De wet van de liefde
Jezus brengt in de menselijke relaties, de kracht van de vergiffenis. In het leven wordt niet alles opgelost door rechtvaardigheid. Zeker waar een grens moet gesteld worden aan het kwaad is liefde nodig die verder gaat dan het vereiste. Het kwaad kent vormen van wraak. Als men er niet in slaagt het te breken, is het in staat heel de wereld te verstikken. De wet der vergelding – wat jij aan mij doet zal ik je betaald zetten – kennen we allemaal. In de plaats hiervan brengt Jezus de wet van de liefde. Wat God aan mij gedaan heeft, doe ik aan jou.
Laten we in deze paasweek ons de vraag stellen of wij vergiffenis schenken. En als ik het niet kan, dan moet ik de Heer vragen mij de genade van de vergiffenis te schenken.
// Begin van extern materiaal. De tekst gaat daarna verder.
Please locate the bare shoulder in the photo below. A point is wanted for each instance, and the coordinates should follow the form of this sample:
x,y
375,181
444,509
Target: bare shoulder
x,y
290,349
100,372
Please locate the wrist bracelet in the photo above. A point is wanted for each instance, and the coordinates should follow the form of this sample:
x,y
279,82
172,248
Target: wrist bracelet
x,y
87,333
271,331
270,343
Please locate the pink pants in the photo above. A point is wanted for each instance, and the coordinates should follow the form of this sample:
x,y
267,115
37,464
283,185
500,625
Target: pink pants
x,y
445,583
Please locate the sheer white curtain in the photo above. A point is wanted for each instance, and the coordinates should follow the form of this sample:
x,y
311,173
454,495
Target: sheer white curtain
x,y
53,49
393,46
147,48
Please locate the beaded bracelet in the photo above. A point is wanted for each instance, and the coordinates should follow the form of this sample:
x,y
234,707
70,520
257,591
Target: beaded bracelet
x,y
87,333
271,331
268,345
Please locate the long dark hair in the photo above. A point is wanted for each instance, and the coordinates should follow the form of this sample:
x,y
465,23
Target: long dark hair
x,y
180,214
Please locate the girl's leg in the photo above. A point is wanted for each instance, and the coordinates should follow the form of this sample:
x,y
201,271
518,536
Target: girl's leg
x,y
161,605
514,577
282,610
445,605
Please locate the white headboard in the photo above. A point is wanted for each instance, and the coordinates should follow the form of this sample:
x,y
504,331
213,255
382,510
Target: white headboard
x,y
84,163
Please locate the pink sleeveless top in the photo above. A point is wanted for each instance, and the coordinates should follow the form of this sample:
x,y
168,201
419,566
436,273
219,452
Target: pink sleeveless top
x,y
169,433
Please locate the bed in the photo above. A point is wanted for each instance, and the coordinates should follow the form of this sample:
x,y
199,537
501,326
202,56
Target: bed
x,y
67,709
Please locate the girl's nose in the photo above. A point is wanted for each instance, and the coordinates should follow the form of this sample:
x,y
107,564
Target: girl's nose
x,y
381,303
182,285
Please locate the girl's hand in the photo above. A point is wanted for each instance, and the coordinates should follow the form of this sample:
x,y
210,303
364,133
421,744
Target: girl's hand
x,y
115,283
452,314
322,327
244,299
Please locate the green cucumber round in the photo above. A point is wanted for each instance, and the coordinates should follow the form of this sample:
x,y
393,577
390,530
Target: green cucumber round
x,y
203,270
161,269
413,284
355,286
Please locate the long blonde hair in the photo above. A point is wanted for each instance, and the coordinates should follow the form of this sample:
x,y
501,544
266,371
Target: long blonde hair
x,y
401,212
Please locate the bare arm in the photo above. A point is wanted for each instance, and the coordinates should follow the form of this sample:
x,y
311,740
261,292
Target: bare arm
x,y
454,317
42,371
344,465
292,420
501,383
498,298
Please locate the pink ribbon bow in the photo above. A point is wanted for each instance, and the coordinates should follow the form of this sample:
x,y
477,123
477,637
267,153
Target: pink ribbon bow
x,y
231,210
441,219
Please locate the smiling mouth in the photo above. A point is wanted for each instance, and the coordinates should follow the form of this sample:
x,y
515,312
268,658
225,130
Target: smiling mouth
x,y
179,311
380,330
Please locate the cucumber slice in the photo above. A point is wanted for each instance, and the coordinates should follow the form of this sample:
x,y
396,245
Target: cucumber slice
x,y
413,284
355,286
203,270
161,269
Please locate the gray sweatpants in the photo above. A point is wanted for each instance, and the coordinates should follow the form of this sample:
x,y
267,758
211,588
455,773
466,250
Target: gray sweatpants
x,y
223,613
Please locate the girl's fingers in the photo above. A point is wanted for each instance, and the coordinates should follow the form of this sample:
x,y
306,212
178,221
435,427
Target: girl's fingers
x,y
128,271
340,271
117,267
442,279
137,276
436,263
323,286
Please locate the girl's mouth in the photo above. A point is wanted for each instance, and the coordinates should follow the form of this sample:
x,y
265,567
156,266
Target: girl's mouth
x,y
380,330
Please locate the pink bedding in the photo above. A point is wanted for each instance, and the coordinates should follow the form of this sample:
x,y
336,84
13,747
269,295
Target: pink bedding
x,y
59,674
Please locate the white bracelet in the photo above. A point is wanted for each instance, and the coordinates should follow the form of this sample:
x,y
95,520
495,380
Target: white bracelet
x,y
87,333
Want, kunnen vergiffenis schenken, is een genade.
God geeft aan elke christen de genade in het leven van zijn broeders een geschiedenis van het goede te schrijven. Vooral bij hen die iets spijtigs of verkeerd gedaan hebben. Door een woord, een omhelzing, een glimlach kunnen we aan anderen geven wat wij als kostbaarste hebben ontvangen.
Wat is het kostbaarste dat we ontvangen hebben? Vergiffenis, het feit dat wij bekwaam zijn ook aan anderen vergiffenis te schenken.